Kaneshiro and Ziyi are both fantastic, Ziyi demonstrates that the talent which brought her to the masses in Crouching Tiger Hidden Dragon, was not a fluke. She is able to act completely convincingly as a blind girl alongside Kaneshiro, and her sense of balance and fighting technique while staring off into the middle distance is amazing. Kaneshiro plays Jin wonderfully as the ladies man who first sets out on this quest because he fancies Xiao Mei, then falling for her, then realising he is in deeper than he had counted on as he has to kill guards from other counties. I felt that Andy Lau as Leo was less convincing early on; but now I think of it this could have been because of  how he was trying to play his character who was actually deeper into the conspiracy than we know at the outset.

The style of the film is absolutely phenomenal! Both the fighting and the cinematography. The fighting is wonderfully stylised, with a lot of other post-production techniques to make it even more dynamic. But the look of the film is simply stunning. The costumes are all very richly coloured; from the opulent dresses in the brothel to the blues of Jin's travelling gear to the greens of the Daggers' robes. But what makes it really stand out are the trees. The trees aren't just there for the sake of it, Zhang Yimou uses them as a canvas for almost the entire film. A lot of it is shot against the greens and browns of bamboo, but not always.

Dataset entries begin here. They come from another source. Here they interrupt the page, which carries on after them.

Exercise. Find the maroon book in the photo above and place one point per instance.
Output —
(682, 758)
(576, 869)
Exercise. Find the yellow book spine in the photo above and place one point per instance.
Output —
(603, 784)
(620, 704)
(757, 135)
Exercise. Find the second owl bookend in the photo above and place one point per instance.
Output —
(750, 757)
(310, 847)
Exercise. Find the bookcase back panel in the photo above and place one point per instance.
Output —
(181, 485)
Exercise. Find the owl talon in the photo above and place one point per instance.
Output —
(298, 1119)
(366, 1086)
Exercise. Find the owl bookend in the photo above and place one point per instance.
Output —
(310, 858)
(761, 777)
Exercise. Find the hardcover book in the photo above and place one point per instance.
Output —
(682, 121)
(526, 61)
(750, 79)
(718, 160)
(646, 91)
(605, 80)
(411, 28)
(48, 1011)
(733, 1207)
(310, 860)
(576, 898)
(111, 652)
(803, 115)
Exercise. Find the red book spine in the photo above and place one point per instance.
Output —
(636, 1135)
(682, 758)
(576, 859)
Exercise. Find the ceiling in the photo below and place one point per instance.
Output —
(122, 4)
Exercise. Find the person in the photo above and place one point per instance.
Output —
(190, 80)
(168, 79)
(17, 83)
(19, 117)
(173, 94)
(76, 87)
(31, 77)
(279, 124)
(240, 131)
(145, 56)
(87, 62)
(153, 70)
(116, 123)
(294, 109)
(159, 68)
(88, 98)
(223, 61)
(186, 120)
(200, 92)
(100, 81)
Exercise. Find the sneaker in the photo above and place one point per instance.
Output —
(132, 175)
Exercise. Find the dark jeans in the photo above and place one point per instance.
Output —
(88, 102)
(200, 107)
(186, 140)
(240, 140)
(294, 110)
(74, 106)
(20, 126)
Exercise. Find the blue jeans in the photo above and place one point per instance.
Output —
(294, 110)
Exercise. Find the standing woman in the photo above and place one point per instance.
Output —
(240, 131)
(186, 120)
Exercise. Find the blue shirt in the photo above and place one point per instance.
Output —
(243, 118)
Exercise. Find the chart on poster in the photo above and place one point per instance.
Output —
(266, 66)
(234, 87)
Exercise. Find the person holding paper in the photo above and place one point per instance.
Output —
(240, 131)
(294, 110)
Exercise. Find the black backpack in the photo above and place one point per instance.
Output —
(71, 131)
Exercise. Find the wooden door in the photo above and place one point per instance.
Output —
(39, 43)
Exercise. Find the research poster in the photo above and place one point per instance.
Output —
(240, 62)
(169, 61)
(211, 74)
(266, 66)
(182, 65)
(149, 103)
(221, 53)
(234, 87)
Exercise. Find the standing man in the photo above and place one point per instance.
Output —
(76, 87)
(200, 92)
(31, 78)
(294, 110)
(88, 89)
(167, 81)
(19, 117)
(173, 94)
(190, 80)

I would like to post loads of shots, it may get a bit gratuitous, but I could look at them all day! The whole film is gorgeous, lush, and beautifully shot; cinematographer Xiaoding Zhao is someone I should watch out for in future.

As I've intimated, there is very little I don't like about this film; great characters, great acting, intriguing plot (seemingly straightforward, but twists and turns towards the end), beautifully designed, shot, and executed. The only niggle I have is the fight between Jin and Leo at the end. Not the fight itself, that's perfectly choreographed,  it's the fact that it seemingly goes on for ages!

**Spoilers!** Initially the two fighters square up in field backdropped with an autumnal forest of typically stunning colour. Then a moment later, there is snow everywhere! Are we to believe two or three months have passed and still the combatants stand there? Not only that, but towards the end Xiao Mei comes around (she was stabbed, seemingly to death), to help solve the battle. Again, are we to think that she was at death's door for two to three months, just for her to recover enough to influence the fight? It just all reminded me of the Long Big Punch Up from the Fast Show:

Also, the snow that is falling relentlessly is only falling in front of the screen, it doesn't seem to land on any of the characters!

As I say, this is only a small niggle, but as it is the finale to the film I felt a bit let down. But overall this is a film not to be missed, I could watch it again and again simply because of its design, the fact that everything else about it is great is a huge bonus.